Second, the tree size must be chosen. A shallow tree may be too simple, while a deep tree may become harder to interpret and more prone to overfitting.
Third, the learned filters may still require interpretation. The model is more interpretable than a deep neural network, but it is not automatically self-explanatory.
Fourth, the approach depends on the quality of the teacher model. If the neural network learns spurious patterns, the tree may inherit them.
Takeaway
Frosst and Hinton’s paper is valuable because it frames interpretability as a tradeoff, not a slogan.
Deep neural networks generalize well but are difficult to explain. Decision trees are easier to explain but often generalize poorly. Distilling a neural network into a soft decision tree gives a middle ground.
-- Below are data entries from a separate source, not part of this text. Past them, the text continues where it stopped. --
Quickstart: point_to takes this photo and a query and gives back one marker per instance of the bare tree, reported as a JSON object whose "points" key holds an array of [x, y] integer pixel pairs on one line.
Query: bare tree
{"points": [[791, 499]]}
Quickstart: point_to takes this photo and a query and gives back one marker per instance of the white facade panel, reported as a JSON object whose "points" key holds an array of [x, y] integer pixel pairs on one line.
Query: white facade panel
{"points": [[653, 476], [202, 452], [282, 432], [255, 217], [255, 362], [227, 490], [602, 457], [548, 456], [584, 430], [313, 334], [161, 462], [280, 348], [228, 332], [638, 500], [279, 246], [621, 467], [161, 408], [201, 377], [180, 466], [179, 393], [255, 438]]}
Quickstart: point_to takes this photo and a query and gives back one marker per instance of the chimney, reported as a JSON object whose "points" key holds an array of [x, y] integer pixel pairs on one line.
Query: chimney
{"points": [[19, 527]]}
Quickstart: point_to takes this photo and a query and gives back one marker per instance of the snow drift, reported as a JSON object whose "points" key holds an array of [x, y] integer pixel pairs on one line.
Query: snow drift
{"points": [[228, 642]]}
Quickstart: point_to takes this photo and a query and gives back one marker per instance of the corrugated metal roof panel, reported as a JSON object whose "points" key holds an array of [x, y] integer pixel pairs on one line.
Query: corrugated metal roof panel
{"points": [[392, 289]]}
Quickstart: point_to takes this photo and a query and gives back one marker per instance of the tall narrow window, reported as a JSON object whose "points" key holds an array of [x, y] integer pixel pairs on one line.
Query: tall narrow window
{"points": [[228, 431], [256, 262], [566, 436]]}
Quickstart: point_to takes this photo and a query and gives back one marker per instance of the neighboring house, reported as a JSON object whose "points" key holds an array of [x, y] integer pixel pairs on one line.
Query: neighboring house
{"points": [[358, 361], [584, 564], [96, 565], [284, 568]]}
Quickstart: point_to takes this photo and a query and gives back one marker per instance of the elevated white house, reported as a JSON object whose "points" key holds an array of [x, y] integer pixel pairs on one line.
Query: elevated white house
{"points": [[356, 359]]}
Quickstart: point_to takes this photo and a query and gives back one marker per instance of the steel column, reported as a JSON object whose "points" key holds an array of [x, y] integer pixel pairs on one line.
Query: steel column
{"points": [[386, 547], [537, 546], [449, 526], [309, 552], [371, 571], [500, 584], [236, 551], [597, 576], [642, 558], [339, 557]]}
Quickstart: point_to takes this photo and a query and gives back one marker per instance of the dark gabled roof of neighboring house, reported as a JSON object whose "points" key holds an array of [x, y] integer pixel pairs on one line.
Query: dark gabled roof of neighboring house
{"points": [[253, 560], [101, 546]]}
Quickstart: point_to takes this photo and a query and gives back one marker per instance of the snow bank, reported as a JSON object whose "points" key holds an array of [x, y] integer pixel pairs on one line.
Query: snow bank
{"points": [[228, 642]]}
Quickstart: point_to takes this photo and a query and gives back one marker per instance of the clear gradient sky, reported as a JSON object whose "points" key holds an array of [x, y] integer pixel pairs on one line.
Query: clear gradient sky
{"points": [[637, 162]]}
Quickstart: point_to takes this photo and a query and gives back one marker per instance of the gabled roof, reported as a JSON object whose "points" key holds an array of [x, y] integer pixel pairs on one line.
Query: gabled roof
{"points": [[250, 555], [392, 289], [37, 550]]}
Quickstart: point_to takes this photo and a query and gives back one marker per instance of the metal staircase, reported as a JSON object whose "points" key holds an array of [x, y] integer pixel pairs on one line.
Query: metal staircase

The resulting model is not perfect, but it is useful:
- it learns from the neural network’s soft targets
- it makes probabilistic hierarchical decisions
- it provides a path-based explanation for predictions
- it performs better than a tree trained only on hard labels
In short:
A soft decision tree lets us borrow some of a neural network’s knowledge while keeping a model structure that humans can inspect.
References
- Frosst, N., & Hinton, G. (2017). Distilling a Neural Network Into a Soft Decision Tree. arXiv:1711.09784.
- Hinton, G., Vinyals, O., & Dean, J. (2015). Distilling the Knowledge in a Neural Network. arXiv:1503.02531.
- Ribeiro, M. T., Singh, S., & Guestrin, C. (2016). “Why Should I Trust You?”: Explaining the Predictions of Any Classifier. arXiv:1602.04938.